Fête des Lumières à Lyon – le collectif Les Soulèvements de la Terre revendique des projections anti-police
Fête des Lumières à Lyon – le collectif Les Soulèvements de la Terre revendique des projections anti-police

Samedi 6 décembre, lors de la Fête des Lumières à Lyon, des messages politiques hostiles à la police et au Rassemblement national ont été projetés sur la façade du musée des Beaux-Arts. L’action a été revendiquée dès le lendemain par le collectif écologiste radical Les Soulèvements de la Terre, suscitant de nombreuses condamnations politiques.

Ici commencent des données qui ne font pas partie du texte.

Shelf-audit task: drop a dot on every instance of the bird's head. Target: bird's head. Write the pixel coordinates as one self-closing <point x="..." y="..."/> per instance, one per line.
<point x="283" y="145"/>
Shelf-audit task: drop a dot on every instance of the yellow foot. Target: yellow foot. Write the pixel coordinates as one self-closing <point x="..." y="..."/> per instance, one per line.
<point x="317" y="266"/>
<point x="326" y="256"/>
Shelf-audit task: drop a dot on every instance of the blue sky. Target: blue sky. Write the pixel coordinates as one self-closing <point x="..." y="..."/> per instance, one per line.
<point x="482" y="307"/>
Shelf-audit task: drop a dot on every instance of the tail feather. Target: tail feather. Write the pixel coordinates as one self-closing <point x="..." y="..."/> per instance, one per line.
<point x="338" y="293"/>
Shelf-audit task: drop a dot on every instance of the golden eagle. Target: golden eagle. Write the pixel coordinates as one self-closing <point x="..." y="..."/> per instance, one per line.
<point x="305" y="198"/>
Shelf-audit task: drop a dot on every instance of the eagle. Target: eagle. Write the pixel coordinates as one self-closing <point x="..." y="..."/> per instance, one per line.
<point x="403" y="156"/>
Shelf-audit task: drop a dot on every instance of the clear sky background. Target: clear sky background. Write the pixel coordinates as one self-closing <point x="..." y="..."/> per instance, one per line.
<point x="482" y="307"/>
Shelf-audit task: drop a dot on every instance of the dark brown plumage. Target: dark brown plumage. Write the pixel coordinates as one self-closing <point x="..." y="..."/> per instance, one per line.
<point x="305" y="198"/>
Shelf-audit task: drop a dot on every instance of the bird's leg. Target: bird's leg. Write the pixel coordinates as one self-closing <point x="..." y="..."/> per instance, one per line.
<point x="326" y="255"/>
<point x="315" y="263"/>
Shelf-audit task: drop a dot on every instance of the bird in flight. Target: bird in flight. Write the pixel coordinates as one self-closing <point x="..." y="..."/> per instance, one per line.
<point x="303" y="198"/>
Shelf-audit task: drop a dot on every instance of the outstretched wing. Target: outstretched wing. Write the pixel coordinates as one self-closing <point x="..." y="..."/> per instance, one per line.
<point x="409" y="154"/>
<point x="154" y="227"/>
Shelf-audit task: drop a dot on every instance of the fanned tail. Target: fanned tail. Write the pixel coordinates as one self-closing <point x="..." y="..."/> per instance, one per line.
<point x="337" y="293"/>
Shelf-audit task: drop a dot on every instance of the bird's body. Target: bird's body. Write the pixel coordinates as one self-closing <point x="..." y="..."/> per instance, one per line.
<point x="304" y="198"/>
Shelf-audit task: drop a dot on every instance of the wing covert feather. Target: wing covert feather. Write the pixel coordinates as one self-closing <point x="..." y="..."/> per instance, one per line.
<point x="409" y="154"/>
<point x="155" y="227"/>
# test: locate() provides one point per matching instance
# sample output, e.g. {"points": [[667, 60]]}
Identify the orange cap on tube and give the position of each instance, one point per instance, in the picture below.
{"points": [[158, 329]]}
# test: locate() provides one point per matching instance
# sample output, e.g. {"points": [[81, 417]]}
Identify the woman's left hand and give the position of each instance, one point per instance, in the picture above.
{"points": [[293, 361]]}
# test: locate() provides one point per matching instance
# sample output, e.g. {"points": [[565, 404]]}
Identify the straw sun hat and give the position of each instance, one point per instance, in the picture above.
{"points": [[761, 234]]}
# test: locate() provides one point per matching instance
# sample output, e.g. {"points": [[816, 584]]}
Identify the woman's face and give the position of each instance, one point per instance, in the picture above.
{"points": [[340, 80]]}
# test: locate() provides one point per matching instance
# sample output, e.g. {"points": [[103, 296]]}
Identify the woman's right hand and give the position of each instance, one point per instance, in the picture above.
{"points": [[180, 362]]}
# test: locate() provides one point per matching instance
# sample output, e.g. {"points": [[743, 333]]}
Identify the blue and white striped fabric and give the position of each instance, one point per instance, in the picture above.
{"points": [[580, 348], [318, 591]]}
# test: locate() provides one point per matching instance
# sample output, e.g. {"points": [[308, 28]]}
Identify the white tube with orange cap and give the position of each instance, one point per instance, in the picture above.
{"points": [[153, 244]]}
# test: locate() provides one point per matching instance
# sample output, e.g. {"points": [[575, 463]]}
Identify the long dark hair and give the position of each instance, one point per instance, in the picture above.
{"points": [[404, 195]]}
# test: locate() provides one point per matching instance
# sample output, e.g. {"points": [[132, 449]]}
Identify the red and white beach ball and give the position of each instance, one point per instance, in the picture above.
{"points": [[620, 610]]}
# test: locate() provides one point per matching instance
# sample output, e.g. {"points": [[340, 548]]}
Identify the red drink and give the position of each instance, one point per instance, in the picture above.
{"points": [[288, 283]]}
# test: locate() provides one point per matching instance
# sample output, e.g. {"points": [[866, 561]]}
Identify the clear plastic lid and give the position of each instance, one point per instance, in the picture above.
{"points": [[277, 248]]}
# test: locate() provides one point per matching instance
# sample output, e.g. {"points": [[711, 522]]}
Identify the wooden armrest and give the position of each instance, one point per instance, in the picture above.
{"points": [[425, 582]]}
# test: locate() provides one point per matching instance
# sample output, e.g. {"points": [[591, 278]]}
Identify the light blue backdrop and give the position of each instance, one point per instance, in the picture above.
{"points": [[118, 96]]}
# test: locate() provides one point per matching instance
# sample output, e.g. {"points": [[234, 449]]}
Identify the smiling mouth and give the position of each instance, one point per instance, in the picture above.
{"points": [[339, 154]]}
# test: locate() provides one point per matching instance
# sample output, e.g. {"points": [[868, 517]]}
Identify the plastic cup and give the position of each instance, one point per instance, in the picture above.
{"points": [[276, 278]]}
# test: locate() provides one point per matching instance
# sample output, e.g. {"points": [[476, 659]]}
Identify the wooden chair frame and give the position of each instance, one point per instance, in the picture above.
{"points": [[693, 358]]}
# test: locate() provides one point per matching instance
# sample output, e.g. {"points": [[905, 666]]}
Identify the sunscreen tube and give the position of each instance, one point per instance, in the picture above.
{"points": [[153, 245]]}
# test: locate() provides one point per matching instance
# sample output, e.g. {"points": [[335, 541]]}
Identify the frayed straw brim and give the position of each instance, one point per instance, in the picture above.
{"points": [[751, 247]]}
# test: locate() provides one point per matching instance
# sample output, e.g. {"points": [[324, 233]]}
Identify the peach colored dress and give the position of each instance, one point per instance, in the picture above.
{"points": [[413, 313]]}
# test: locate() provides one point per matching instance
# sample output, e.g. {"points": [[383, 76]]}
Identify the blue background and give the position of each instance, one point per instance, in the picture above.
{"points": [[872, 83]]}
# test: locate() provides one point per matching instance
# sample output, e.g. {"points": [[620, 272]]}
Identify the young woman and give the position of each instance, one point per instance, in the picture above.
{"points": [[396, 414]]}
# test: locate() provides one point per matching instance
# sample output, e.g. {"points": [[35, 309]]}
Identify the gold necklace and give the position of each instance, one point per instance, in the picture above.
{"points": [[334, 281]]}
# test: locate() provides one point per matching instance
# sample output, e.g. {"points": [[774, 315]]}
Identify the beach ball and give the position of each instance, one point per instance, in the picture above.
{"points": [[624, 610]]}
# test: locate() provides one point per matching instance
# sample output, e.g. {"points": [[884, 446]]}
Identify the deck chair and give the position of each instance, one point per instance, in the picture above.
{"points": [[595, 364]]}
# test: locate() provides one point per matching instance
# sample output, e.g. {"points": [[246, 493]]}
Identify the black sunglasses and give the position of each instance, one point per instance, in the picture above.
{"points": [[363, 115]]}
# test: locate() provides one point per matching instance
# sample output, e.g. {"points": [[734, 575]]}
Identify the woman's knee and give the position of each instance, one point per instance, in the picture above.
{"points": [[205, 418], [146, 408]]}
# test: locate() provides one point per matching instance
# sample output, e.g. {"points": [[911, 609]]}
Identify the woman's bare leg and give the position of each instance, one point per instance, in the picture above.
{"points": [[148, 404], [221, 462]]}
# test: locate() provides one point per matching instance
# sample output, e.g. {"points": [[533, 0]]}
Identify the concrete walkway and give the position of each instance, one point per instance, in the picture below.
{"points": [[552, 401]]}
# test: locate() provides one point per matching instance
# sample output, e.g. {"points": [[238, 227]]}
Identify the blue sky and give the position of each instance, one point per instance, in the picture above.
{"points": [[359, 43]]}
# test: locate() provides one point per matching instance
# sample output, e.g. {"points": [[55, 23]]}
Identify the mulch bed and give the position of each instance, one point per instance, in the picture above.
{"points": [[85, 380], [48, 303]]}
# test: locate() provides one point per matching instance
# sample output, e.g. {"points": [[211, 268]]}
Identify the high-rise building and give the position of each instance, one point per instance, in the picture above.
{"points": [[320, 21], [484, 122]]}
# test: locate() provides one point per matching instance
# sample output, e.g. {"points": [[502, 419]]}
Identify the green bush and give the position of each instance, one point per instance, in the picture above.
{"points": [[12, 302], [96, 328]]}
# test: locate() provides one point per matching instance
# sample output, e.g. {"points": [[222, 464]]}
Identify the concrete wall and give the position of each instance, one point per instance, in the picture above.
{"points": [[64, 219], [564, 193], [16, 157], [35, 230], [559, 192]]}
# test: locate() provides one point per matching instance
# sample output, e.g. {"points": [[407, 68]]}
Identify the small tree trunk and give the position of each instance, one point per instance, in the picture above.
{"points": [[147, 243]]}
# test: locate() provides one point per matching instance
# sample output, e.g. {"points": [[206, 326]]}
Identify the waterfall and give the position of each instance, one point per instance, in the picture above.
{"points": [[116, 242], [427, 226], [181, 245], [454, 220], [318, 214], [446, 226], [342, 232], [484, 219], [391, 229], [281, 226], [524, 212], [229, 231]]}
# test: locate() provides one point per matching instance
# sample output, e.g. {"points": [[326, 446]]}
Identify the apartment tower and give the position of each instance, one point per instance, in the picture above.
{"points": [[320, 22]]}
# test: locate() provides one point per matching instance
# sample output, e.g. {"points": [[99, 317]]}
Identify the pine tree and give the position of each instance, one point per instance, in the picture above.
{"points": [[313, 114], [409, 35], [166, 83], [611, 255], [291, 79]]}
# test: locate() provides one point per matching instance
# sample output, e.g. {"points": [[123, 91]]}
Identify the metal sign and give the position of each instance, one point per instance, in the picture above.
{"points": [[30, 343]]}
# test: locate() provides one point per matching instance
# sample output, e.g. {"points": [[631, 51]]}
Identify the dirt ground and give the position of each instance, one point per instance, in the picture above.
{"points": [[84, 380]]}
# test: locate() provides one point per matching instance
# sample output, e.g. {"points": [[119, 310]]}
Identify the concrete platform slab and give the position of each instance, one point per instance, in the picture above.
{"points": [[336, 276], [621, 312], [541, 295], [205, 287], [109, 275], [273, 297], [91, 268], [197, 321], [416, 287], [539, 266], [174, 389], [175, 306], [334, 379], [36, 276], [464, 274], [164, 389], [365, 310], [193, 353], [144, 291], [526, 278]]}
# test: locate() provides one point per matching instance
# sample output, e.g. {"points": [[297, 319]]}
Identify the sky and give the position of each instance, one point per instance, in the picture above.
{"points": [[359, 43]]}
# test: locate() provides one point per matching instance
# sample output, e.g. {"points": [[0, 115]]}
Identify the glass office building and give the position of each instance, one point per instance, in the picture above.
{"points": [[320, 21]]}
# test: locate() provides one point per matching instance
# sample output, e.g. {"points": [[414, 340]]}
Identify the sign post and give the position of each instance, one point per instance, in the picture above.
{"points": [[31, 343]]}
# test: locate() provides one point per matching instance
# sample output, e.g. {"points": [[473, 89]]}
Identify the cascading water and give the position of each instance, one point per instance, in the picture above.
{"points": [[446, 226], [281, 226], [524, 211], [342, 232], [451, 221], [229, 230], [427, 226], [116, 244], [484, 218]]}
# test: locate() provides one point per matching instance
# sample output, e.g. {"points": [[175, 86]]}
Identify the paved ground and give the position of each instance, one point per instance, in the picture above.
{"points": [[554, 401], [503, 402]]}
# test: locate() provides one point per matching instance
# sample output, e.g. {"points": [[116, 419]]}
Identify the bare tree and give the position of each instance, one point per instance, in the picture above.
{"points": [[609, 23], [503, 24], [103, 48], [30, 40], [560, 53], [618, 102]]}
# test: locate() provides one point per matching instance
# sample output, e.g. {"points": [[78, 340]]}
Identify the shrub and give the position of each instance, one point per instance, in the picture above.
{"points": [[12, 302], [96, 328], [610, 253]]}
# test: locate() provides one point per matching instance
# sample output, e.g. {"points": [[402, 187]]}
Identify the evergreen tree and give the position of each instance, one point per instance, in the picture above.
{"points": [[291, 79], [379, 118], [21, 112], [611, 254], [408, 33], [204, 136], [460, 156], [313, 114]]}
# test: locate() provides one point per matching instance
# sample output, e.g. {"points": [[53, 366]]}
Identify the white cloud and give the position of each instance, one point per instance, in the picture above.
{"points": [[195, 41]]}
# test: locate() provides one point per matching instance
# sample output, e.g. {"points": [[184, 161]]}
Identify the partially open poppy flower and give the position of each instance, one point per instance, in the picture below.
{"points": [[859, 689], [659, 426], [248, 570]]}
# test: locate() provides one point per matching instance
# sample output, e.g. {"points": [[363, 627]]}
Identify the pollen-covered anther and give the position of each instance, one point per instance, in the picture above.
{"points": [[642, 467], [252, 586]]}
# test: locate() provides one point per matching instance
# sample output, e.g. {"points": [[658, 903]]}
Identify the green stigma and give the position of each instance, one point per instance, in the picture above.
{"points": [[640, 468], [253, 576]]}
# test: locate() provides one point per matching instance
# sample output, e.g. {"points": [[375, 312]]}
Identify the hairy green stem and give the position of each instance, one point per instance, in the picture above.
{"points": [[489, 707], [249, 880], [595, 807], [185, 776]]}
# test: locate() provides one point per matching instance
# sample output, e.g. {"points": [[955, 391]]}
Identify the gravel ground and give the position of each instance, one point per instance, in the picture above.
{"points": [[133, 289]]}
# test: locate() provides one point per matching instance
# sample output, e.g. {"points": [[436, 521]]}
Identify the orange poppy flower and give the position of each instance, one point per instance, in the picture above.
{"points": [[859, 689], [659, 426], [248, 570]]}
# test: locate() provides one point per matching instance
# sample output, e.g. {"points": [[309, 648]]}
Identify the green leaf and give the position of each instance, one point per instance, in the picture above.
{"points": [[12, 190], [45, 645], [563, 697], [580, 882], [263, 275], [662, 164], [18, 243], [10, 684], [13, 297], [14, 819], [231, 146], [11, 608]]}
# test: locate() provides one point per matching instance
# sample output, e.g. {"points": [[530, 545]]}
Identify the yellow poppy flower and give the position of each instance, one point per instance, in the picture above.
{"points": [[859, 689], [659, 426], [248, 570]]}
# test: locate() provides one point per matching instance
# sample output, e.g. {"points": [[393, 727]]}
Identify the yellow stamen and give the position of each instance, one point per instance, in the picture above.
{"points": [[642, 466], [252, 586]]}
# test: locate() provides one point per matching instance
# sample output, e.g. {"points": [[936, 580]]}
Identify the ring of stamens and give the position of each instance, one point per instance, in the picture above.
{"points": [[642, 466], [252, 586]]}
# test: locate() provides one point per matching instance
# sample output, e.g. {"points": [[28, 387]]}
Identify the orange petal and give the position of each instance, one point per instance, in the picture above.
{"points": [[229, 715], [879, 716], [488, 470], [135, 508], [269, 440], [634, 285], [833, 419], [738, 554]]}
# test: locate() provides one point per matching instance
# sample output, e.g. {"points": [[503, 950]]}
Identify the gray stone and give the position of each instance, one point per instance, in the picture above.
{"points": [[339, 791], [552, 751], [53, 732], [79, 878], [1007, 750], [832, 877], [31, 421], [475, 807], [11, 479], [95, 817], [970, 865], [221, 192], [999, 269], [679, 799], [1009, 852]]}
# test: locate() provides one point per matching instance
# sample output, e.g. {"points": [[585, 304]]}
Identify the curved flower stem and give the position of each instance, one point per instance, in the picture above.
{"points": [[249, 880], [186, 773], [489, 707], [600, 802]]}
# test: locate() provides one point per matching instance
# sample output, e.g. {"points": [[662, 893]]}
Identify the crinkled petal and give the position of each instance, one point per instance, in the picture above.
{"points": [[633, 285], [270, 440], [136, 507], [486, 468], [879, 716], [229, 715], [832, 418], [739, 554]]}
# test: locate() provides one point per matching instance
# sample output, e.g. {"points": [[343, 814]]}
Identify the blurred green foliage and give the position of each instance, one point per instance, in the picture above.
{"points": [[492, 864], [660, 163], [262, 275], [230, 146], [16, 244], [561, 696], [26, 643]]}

Des slogans militants en pleine célébration populaire

L’incident s’est produit à la fin d’un spectacle lumineux intitulé Le lundi c’est raviolis !, œuvre mettant en scène la gastronomie comme langage universel. À ce moment, huit messages à forte connotation politique ont été projetés sur la façade du musée, place des Terreaux. Parmi eux : « La police blesse et tue », « Non à l’État policier », « Sainte-Soline, ni oubli ni pardon » ou encore « On dégage le RN ».

La Fête des Lumières, événement emblématique lyonnais d’origine religieuse, attire chaque année près de deux millions de visiteurs. Son détournement à des fins militantes a choqué les autorités. Fabienne Buccio, préfète de la région Auvergne-Rhône-Alpes, a dénoncé sur BFMTV des messages « inadmissibles » et « très violents », rappelant que plus de 500 policiers et gendarmes sont mobilisés pour sécuriser les festivités dans un contexte de menace terroriste élevée. Une enquête a été ouverte pour identifier les auteurs de la projection.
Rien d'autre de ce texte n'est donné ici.